Suppose you have input.json
with following format:
[
{
"img_path": "/path/to/image1.jpg",
"caption" : ["caption1", "caption2", ...]
},
...
]
We provide an overview of this pipeline in plain words given the input json:
- the pipeline will choose the best caption for each image using CLIP.
- the pipeline will use flair to extract all nouns from the selected caption.
- the pipeline will use Grounded-Segment-Anything to segment the image based on the extracted noun words, and generate token-level correspondence in a json file.
cd preprocess_data
git clone https://github.com/IDEA-Research/Grounded-Segment-Anything
conda create -n preprocess_data python=3.8.18
conda activate preprocess_data
pip install torch==2.1.0 torchvision==0.16.0 torchaudio==2.1.0 --index-url https://download.pytorch.org/whl/cu118
Then following the instructions in Grounded-Segment-Anything repo to install the dependencies
After that, install CLIP and flair
pip install git+https://github.com/openai/CLIP.git
pip install flair
cp -r Grounded-Segment-Anything/segment_anything .

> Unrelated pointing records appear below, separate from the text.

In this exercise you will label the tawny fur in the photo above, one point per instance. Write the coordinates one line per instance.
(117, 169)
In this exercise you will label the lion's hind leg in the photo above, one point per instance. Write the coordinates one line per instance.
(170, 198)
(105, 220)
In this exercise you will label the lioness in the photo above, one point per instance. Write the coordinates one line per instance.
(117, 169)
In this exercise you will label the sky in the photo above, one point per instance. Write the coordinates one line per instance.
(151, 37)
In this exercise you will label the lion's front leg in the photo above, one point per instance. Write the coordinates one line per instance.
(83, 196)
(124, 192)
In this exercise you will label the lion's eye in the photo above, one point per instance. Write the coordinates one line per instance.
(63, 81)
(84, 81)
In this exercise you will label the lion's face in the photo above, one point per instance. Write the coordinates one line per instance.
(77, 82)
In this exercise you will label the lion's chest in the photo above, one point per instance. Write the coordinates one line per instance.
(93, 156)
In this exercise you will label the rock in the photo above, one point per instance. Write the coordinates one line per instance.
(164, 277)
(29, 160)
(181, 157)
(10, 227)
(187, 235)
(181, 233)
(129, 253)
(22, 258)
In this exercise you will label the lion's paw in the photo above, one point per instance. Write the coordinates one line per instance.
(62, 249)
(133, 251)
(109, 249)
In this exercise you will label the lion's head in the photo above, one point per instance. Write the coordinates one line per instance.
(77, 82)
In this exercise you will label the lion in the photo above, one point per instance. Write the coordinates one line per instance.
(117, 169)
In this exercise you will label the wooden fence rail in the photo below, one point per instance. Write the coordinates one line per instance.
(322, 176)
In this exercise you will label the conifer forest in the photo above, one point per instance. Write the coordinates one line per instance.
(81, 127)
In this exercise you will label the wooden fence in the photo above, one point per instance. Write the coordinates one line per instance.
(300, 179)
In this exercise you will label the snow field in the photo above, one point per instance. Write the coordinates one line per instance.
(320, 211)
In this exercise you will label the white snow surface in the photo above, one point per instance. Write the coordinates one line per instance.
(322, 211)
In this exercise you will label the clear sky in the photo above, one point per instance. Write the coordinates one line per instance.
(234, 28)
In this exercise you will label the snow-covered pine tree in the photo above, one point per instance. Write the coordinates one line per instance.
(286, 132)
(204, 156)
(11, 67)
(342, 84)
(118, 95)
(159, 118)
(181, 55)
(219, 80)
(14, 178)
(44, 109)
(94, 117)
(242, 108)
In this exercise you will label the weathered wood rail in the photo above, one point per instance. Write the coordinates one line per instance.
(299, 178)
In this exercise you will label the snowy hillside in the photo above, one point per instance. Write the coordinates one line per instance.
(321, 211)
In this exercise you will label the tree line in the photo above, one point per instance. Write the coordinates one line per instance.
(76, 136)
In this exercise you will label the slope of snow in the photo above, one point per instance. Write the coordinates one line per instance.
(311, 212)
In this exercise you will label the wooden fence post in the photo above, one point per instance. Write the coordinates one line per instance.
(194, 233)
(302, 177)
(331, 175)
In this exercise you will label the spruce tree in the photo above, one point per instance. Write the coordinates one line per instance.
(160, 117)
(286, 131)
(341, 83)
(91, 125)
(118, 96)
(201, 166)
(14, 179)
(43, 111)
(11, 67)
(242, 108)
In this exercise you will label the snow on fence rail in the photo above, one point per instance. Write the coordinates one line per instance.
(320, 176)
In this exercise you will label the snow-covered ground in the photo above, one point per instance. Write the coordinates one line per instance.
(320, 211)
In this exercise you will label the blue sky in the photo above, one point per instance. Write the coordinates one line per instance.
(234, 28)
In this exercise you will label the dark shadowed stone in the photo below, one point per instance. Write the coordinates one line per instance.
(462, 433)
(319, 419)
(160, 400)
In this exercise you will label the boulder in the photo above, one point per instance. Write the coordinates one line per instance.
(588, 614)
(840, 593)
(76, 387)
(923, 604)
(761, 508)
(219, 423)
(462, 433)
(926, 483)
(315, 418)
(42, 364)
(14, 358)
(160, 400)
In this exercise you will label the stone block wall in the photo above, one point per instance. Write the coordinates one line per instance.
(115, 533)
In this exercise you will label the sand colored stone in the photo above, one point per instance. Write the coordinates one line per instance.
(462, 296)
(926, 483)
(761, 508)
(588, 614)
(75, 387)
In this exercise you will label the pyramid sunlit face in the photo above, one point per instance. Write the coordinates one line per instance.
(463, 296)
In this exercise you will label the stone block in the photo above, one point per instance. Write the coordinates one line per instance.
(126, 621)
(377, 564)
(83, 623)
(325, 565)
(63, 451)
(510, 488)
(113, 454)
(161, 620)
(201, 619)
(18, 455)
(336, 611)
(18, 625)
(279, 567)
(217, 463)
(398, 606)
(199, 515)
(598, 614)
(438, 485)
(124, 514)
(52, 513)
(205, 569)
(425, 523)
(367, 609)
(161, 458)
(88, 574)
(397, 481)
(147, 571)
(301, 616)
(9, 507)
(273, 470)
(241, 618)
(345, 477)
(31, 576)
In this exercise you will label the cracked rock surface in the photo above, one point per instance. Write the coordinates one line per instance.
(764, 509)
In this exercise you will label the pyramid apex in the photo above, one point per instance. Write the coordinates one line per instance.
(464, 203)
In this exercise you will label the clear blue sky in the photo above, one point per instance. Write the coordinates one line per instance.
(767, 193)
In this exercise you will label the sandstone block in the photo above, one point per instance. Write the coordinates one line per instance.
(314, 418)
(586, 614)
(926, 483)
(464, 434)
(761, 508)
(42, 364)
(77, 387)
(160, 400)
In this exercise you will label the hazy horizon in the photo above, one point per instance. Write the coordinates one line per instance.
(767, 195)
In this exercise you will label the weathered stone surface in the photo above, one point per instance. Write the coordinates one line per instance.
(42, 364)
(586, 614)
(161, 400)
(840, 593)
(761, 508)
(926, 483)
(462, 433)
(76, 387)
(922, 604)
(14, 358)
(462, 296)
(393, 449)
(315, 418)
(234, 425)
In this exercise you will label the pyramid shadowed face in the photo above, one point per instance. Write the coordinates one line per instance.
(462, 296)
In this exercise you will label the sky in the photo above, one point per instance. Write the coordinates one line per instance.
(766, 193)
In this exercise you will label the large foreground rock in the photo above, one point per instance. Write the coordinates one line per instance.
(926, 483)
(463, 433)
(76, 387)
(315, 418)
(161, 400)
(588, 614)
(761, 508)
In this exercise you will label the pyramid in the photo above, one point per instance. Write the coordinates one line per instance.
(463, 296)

cp -r Grounded-Segment-Anything/GroundingDINO .
cd model_ckpt
# download the pretrained groundingdino-swin-tiny model
wget https://github.com/IDEA-Research/GroundingDINO/releases/download/v0.1.0-alpha/groundingdino_swint_ogc.pth
Then, download sam_hq_vit_h.pth
from here
You should have the following files in the model_ckpt folder
model_ckpt/
groundingdino_swint_ogc.pth
sam_hq_vit_h.pth
See run_pipeline.sh
for an example of how to run the pipeline
You should change the following variables in run_pipeline.sh
to your own path
INPUT_JSON_PATH=/path/to/input_json.json
OUTPUT_JSON_PATH=/path/to/output_json.json
OUTPUT_DIR=/path/to/segmentation_output_dir
Then, run the pipeline
bash run_pipeline.sh
You will get the segmentation maps in OUTPUT_DIR
and the output json in OUTPUT_JSON_PATH
The segmentation maps will have the following format
OUTPUT_DIR/
seg/
image1/
mask_image1_noun1.png
mask_image1_noun2.png
...
image2/
mask_image2_noun1.png
mask_image2_noun2.png
...
...
Due to typos in image captions (be careful as this is very common), there may have some words that can not be processed correctly by tokenizer.

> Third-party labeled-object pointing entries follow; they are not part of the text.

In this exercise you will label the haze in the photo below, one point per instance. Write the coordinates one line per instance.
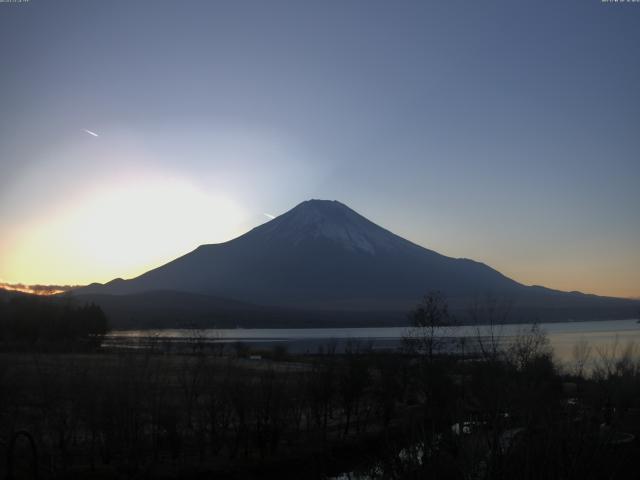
(506, 132)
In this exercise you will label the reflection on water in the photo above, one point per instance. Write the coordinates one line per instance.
(601, 336)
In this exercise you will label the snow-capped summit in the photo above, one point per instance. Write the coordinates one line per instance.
(322, 255)
(333, 221)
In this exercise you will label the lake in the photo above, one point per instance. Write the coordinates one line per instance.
(601, 336)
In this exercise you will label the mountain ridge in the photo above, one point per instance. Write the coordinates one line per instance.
(322, 255)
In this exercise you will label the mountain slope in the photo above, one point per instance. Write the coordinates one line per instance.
(321, 255)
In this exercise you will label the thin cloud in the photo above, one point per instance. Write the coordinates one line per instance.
(37, 289)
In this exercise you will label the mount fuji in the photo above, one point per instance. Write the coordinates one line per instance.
(323, 256)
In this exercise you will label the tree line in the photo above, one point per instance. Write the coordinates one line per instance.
(30, 321)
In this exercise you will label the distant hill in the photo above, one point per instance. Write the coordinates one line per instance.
(325, 258)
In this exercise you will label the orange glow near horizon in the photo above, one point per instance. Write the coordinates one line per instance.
(119, 230)
(42, 290)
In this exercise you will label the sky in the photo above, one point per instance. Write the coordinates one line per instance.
(503, 131)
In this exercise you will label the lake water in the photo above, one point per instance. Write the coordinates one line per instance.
(601, 336)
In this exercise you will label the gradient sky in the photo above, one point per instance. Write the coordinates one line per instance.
(506, 131)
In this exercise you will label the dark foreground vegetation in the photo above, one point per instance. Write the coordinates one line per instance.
(486, 410)
(30, 322)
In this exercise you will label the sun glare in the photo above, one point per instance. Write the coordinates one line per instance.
(122, 231)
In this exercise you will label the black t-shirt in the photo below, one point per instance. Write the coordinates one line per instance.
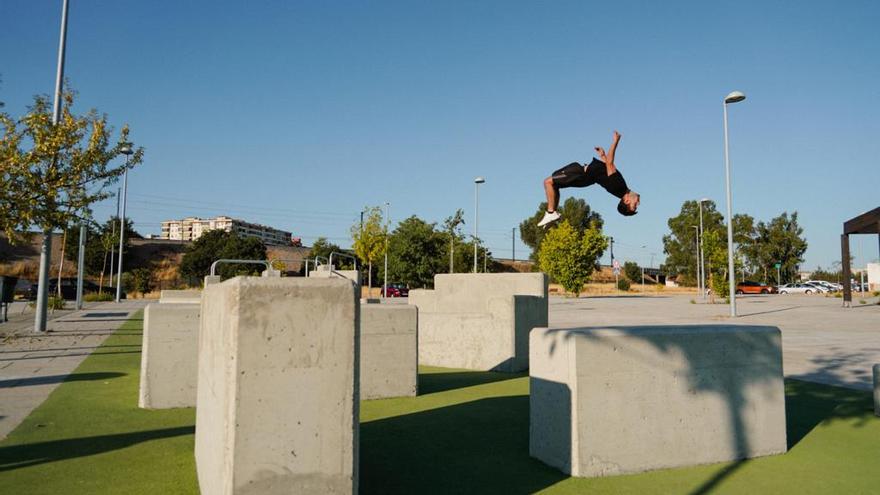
(614, 183)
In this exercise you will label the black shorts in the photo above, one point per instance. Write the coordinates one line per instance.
(571, 175)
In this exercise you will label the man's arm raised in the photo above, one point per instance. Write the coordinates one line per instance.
(609, 163)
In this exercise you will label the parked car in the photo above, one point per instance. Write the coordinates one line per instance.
(799, 288)
(819, 288)
(749, 287)
(828, 286)
(68, 288)
(396, 290)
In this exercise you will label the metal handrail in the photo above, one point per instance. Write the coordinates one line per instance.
(306, 261)
(344, 255)
(251, 262)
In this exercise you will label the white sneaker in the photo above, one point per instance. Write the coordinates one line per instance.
(549, 218)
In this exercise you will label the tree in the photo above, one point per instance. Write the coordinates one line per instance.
(99, 240)
(219, 244)
(570, 256)
(52, 174)
(451, 227)
(141, 280)
(578, 213)
(415, 253)
(632, 271)
(370, 240)
(322, 248)
(680, 245)
(778, 241)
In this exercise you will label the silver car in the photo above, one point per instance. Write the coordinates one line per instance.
(801, 288)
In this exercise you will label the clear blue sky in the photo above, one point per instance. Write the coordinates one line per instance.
(298, 114)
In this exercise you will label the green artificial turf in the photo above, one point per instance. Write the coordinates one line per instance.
(466, 433)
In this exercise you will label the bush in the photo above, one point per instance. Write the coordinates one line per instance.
(52, 303)
(569, 256)
(99, 296)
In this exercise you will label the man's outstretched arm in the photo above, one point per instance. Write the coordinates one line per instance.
(609, 162)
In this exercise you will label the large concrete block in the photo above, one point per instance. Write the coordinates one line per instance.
(169, 356)
(480, 321)
(180, 297)
(608, 401)
(278, 387)
(389, 351)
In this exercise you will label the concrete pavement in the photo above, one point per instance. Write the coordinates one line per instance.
(32, 365)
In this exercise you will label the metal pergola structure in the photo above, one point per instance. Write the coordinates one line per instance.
(866, 223)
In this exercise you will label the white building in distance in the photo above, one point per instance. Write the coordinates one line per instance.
(191, 228)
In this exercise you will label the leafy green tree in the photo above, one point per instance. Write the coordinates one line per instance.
(323, 248)
(99, 240)
(415, 253)
(141, 280)
(52, 174)
(680, 245)
(781, 240)
(370, 240)
(451, 226)
(632, 271)
(578, 213)
(219, 244)
(570, 256)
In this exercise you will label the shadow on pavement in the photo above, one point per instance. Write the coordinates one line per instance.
(46, 380)
(475, 447)
(20, 456)
(430, 383)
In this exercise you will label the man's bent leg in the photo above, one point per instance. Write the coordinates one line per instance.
(552, 194)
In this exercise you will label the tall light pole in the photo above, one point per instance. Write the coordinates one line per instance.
(385, 273)
(46, 247)
(733, 97)
(697, 238)
(477, 182)
(126, 150)
(702, 258)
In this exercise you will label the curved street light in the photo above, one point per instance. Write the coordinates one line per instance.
(733, 97)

We highly recommand to dry run your training pipeline first to check if there are any data issues or you may want to implement a fault tolerant training pipeline. If you decide to manually fix the typos from your custom captions, we provide a sample script below:
You should change the following variable in tokenizer_check.sh
INPUT_JOSN_PATH=/path/to/output.json
Then, run the tokenizer check
bash tokenizer_check.sh
And manually fix all typo. Then you can use the processed data as your training data.